Terkait Isu Peretasan BI-FAST, OJK Pastikan Seluruh BPD Telah Diperiksa

JAKARTA, Kalimantanlive.com — Otoritas Jasa Keuangan (OJK) memastikan telah melakukan pemeriksaan terhadap seluruh Bank Pembangunan Daerah (BPD) di Indonesia menyusul adanya kasus peretasan yang memanfaatkan layanan BI-FAST.

Pemeriksaan tersebut dilakukan melalui crash program dengan fokus pada ketahanan dan keamanan siber perbankan.

BACA JUGA: OJK Siapkan 7 POJK dan 11 SEOJK Sektor PVML untuk Terbit pada 2026

Kepala Eksekutif Pengawas Perbankan OJK, Dian Ediana Rae, menyampaikan bahwa seluruh bank telah diminta untuk memperkuat langkah-langkah peningkatan ketahanan serta keamanan siber guna mencegah terulangnya insiden serupa.

“Bank telah diminta memastikan implementasi penguatan ketahanan dan keamanan siber secara menyeluruh,” ujar Dian dalam jawaban tertulis di Jakarta, Sabtu.

Selain itu, OJK juga meningkatkan intensitas koordinasi dan kerja sama dengan regulator sistem pembayaran untuk memperkuat upaya pencegahan terhadap potensi serangan siber di sektor keuangan.

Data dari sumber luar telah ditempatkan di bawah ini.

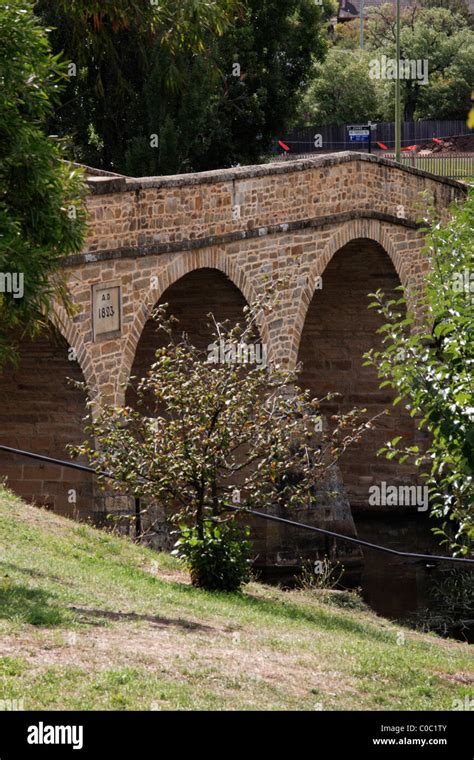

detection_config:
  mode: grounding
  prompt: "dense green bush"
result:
[173,520,251,591]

Dian menegaskan bahwa sektor keuangan merupakan fondasi penting perekonomian nasional sehingga seluruh infrastruktur teknologi informasi harus dijaga dari ancaman siber.

Serangan siber tidak hanya berpotensi mengganggu operasional perbankan, tetapi juga dapat merusak reputasi industri serta mengancam stabilitas sistem keuangan.